Coffee Compass Mystery 9 is more of a medium roast to my taste. They never tell you what is in the mystery blend. Once you are happier with your set up and the process I strongly recommend trying their Tusker Elephant Blend Beans and or Old Brown Java. If you like the dark side I think you might like these.


----------



## Jackabb (Nov 6, 2018)

Thank you everyone for the advice and opinions.

I did buy 2 kgs of number 9 mystery and it is just settling down now, initially I was getting frothy shots but a bit of research and I suspect that the beans still hadn't degassed; only being roasted 2 days before belivery.

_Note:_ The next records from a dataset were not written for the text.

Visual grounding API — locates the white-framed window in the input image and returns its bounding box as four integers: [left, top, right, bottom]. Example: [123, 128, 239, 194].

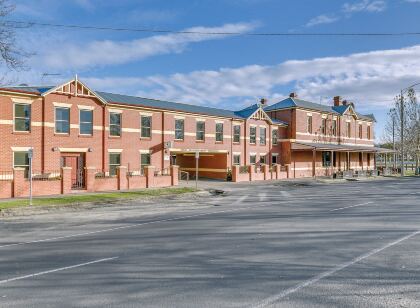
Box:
[367, 126, 371, 140]
[250, 126, 256, 144]
[175, 119, 184, 140]
[13, 151, 29, 177]
[141, 115, 152, 138]
[346, 122, 351, 138]
[272, 154, 278, 165]
[322, 151, 331, 167]
[109, 153, 121, 176]
[233, 125, 241, 143]
[14, 103, 31, 132]
[233, 154, 240, 165]
[307, 115, 312, 134]
[321, 118, 327, 135]
[55, 107, 70, 134]
[196, 121, 205, 141]
[260, 154, 266, 164]
[110, 112, 121, 137]
[359, 124, 363, 139]
[79, 109, 93, 135]
[140, 153, 151, 171]
[272, 129, 278, 145]
[250, 154, 257, 164]
[332, 119, 337, 136]
[260, 127, 266, 145]
[215, 123, 223, 142]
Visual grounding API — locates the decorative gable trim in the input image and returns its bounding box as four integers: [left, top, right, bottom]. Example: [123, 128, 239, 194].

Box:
[42, 76, 108, 105]
[248, 107, 273, 124]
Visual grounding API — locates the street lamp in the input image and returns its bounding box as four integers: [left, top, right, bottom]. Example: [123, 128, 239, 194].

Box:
[399, 82, 420, 176]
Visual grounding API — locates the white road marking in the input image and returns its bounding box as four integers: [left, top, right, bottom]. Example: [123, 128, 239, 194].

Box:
[329, 201, 373, 212]
[0, 257, 119, 285]
[0, 195, 249, 249]
[254, 229, 420, 308]
[259, 193, 267, 202]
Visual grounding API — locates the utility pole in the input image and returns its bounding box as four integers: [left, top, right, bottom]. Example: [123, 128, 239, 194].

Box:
[400, 91, 405, 176]
[392, 111, 396, 169]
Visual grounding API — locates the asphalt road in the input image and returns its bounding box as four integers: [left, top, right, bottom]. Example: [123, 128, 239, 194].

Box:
[0, 177, 419, 307]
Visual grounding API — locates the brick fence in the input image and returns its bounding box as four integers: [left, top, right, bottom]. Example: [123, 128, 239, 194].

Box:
[231, 164, 289, 183]
[0, 165, 179, 199]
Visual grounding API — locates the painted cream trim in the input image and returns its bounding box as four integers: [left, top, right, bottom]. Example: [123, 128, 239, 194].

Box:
[53, 102, 72, 108]
[164, 130, 175, 135]
[122, 127, 139, 133]
[170, 148, 228, 153]
[232, 121, 242, 125]
[93, 125, 103, 131]
[58, 148, 89, 153]
[174, 115, 185, 120]
[260, 152, 267, 156]
[12, 97, 34, 104]
[70, 124, 79, 129]
[321, 114, 327, 119]
[108, 149, 123, 153]
[77, 105, 95, 110]
[306, 113, 312, 116]
[249, 124, 257, 127]
[215, 120, 225, 124]
[139, 111, 153, 116]
[108, 108, 123, 114]
[367, 123, 371, 126]
[195, 118, 206, 122]
[139, 149, 152, 154]
[233, 152, 241, 155]
[11, 146, 32, 151]
[272, 153, 279, 156]
[0, 119, 13, 125]
[250, 152, 257, 155]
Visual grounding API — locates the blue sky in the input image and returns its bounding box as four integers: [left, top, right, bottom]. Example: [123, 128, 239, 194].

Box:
[6, 0, 420, 140]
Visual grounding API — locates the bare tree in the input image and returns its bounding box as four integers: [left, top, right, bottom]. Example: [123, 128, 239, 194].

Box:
[0, 0, 30, 71]
[383, 88, 420, 174]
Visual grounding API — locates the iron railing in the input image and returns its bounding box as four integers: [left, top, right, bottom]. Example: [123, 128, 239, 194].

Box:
[30, 171, 61, 181]
[154, 168, 170, 177]
[0, 171, 13, 181]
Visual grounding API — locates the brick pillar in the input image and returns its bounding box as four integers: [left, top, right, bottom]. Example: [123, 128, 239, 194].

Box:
[61, 167, 72, 195]
[170, 165, 179, 186]
[85, 167, 96, 192]
[117, 166, 128, 190]
[13, 168, 26, 198]
[248, 165, 254, 181]
[232, 165, 239, 182]
[144, 165, 155, 188]
[262, 164, 269, 180]
[275, 164, 281, 180]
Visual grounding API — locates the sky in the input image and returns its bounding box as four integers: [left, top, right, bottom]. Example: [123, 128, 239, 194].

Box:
[4, 0, 420, 141]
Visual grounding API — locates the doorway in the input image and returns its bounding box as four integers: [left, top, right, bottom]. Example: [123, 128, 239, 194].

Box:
[61, 153, 86, 189]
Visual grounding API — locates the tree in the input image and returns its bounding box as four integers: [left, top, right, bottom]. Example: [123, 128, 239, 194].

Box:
[383, 88, 420, 174]
[0, 0, 29, 71]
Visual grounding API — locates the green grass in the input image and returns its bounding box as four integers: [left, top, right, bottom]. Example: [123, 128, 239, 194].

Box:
[0, 187, 196, 210]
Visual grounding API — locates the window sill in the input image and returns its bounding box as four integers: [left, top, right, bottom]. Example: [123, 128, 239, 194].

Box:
[174, 139, 184, 142]
[109, 135, 121, 138]
[13, 131, 31, 134]
[140, 137, 152, 140]
[215, 141, 223, 144]
[54, 133, 70, 136]
[195, 140, 205, 143]
[79, 134, 93, 138]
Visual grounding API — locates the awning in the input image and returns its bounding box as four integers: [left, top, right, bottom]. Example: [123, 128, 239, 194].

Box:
[291, 141, 395, 153]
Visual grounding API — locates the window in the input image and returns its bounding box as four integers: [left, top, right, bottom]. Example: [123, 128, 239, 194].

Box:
[307, 116, 312, 134]
[272, 129, 278, 145]
[140, 153, 151, 171]
[250, 126, 256, 144]
[260, 127, 266, 145]
[233, 154, 240, 165]
[55, 107, 70, 134]
[110, 112, 121, 137]
[332, 119, 337, 136]
[367, 126, 371, 140]
[13, 151, 29, 177]
[359, 124, 363, 139]
[14, 103, 31, 132]
[346, 122, 351, 138]
[141, 115, 152, 138]
[196, 121, 205, 141]
[359, 152, 363, 166]
[109, 153, 121, 176]
[175, 119, 184, 140]
[321, 118, 327, 135]
[215, 123, 223, 142]
[322, 151, 331, 167]
[79, 110, 93, 135]
[250, 154, 256, 164]
[233, 125, 241, 143]
[260, 155, 266, 164]
[272, 154, 278, 165]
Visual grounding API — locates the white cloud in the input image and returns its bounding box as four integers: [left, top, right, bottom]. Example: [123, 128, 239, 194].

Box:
[82, 44, 420, 114]
[39, 22, 258, 70]
[343, 0, 386, 13]
[306, 14, 339, 27]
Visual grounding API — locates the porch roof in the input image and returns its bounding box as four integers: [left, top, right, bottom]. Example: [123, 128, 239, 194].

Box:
[291, 141, 395, 153]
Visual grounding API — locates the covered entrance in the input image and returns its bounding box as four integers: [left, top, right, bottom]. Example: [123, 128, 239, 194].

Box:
[60, 153, 86, 189]
[170, 150, 229, 180]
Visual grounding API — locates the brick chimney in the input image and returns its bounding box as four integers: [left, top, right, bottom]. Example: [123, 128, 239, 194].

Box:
[289, 92, 298, 98]
[260, 98, 268, 106]
[333, 96, 341, 106]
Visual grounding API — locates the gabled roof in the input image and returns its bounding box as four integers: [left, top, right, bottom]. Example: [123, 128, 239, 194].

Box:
[265, 97, 376, 122]
[0, 86, 54, 95]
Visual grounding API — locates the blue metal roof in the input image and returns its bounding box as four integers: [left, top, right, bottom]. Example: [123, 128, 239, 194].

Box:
[0, 86, 54, 95]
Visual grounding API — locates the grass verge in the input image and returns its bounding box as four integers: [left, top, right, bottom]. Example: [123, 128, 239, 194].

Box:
[0, 187, 196, 210]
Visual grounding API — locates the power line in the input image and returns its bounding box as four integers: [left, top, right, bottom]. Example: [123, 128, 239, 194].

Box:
[6, 20, 420, 37]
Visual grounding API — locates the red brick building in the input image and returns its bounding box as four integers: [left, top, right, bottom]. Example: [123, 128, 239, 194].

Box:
[0, 78, 384, 197]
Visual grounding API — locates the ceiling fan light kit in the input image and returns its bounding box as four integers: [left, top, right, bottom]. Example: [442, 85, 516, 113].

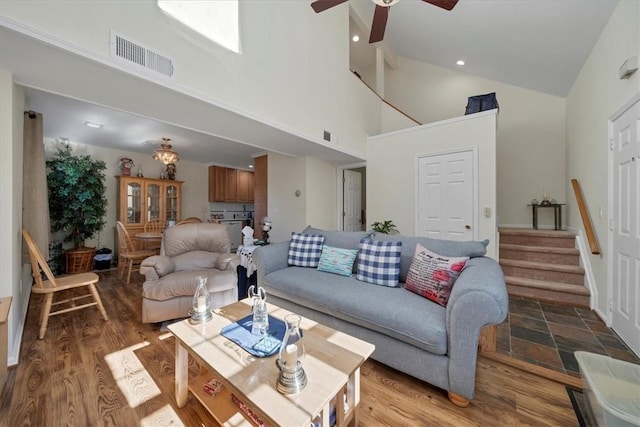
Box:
[311, 0, 458, 43]
[152, 137, 180, 164]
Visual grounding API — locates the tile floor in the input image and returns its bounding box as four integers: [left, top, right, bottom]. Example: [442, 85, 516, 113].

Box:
[496, 297, 640, 376]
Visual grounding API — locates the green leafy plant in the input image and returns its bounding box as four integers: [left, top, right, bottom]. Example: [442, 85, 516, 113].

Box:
[47, 144, 108, 249]
[371, 220, 399, 234]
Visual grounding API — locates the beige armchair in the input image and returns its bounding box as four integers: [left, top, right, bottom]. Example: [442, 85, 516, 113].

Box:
[140, 223, 239, 323]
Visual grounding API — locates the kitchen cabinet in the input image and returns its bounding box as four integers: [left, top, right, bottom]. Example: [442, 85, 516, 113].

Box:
[237, 170, 254, 202]
[116, 176, 183, 235]
[208, 166, 253, 203]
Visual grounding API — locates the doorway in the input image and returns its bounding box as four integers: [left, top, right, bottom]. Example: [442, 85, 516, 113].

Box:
[608, 94, 639, 356]
[416, 148, 477, 240]
[338, 164, 367, 231]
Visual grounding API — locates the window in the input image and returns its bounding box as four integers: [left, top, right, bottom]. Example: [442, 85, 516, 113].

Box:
[158, 0, 240, 53]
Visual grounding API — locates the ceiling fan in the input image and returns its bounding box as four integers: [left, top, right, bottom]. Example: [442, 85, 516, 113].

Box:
[311, 0, 458, 44]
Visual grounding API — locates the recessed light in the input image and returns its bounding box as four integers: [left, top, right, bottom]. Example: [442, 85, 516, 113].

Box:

Already excited to try something else, did by some union from Waitrose (not value I know but had a recent roast day on it), yayu Ethiopian and revelation. Revaluation much more to my tastes and got some pretty good shots....

Now need to work out why my puck is always soaked after use and if this is a problem or even indicating one??


----------



## Mrboots2u (May 10, 2013)

Jackabb said:


> Thank you everyone for the advice and opinions.
> 
> I did buy 2 kgs of number 9 mystery and it is just settling down now, initially I was getting frothy shots but a bit of research and I suspect that the beans still hadn't degassed; only being roasted 2 days before belivery.
> 
> ...


Ingore how the pucks looks and judge your coffee on how it tastes.


----------



## urbanbumpkin (Jan 30, 2013)

Mrboots2u said:


> Ingore how the pucks looks and judge your coffee on how it tastes.


Agreed I would get too hung up on puckology. If it tastes good don't worry.


----------